Closed clara-j closed 7 years ago
Did you read about "Deduplication phase" in the WIki? Duperemove 'just' submits candidates to the kernel. The kernel will then do a full comparison (so yes, the btrfs file system driver does this, as far as I understand) and possibly dedupe the candidates.
Thanks. No I had missed that page. That is good to hear since I think that will speed up the fdupes process. I will need to run some tests to verify but at least it won't impact data integrity.
I re-opened this issue to see if there is anything else people would like to see changed in fdupes that would make it work better for duperemove.
I have now pushed to my fork a version that has 3 new arguments -b limits files based on minimum size -B limits files based on maximum size -e skip final byte to byte verification
When I have some time I am going to see if there is anything else I can do to speed up the process but was wondering if there was other features people would like added that I can look into.
Having an option to make fdupes stay within a single filesystem (not crossing mounts) would be nice too.
An --excludes option would be excellent. Oh also, thanks for doing this!
Having it stay within a given device seems like it will be a fairly easy addition.

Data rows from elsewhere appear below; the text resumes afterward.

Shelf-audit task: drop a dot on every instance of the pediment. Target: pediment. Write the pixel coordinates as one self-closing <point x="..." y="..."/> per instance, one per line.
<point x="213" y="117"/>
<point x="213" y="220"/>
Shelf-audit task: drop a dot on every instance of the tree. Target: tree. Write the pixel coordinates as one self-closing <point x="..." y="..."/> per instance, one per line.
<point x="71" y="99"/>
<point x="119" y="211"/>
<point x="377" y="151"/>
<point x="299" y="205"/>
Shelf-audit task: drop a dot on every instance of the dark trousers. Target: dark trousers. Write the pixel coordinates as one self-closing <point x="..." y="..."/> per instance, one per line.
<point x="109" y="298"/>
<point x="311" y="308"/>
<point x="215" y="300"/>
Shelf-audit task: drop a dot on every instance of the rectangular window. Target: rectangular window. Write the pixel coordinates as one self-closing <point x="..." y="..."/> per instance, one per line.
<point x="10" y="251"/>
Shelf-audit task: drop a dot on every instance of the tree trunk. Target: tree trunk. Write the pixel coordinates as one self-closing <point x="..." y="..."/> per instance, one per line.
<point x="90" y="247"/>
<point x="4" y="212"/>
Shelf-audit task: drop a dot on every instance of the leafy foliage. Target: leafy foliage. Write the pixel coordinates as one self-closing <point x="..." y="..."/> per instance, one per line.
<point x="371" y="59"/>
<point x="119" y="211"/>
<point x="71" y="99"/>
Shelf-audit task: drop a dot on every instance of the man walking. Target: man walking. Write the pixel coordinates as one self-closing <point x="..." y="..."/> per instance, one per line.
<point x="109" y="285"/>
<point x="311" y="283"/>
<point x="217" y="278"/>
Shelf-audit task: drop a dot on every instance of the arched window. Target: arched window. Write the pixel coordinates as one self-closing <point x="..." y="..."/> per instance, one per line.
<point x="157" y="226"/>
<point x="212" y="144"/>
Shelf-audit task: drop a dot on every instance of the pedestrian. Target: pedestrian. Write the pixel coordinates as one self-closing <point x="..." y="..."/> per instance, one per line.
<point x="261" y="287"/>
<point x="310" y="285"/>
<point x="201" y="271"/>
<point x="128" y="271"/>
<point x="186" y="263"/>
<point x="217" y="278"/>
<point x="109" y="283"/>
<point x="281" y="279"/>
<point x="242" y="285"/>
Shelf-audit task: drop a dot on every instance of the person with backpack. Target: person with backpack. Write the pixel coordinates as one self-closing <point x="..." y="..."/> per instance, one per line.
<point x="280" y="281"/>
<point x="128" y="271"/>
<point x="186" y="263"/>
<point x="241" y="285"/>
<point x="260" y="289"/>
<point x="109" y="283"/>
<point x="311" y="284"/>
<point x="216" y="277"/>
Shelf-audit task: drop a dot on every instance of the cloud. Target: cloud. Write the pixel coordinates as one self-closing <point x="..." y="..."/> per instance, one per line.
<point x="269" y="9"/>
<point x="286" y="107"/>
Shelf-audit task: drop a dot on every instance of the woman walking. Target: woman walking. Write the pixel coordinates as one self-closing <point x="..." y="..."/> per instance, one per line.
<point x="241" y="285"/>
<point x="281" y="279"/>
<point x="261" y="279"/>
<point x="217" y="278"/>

For the exclude setting what behavior are you looking to have. If you can point me to another process that uses a similar behavior.
I'm thinking like rsync, so you can do --exclude= and provide a comma separated list of paths to skip. If you want I can give you a specific example.
couldn't you just use grep for that in this case?
Sure but then fdupes is reading those files and comparing them, whereas with a --exclude you wouldn't even touch them.
The xdevice argument should be done by the weekend. I then plan to add the ability to set K, M G for the size limit arguments to make it easier to use.
The exclude will be more complicated and will take me some time to do, but ya I understand the way rsync does it and should be able to emulate that I think. I will probably have to re-factor the original code too a bit to get it to work.
PS. Mark, no thank you for all the great work on this and other BTRFS stuff.
pushed the code. There is now an x argument for cross devices limiting, and I also added the ability to add M,G, or K when specifying the size limits.
On 18.09.2015 18:00, clara-j wrote:
pushed the code. There is now an x argument for cross devices limiting, and I also added the ability to add M,G, or K when specifying the size limits.
Great! Thank you :)
I am working on a fork of fdupes to add some features to help with duperemove.
So far I have added the ability to limit the files fdupes considers based on a min or max size. One other thing I was going to add was the ability to disable the byte for byte comparison after a checksum match. This would obviously add the possibility for a false match on checksum collision (very rare since file size is checked too). But I was wondering if duperemove or btrfs itself will also validate the data being de-duped is a match.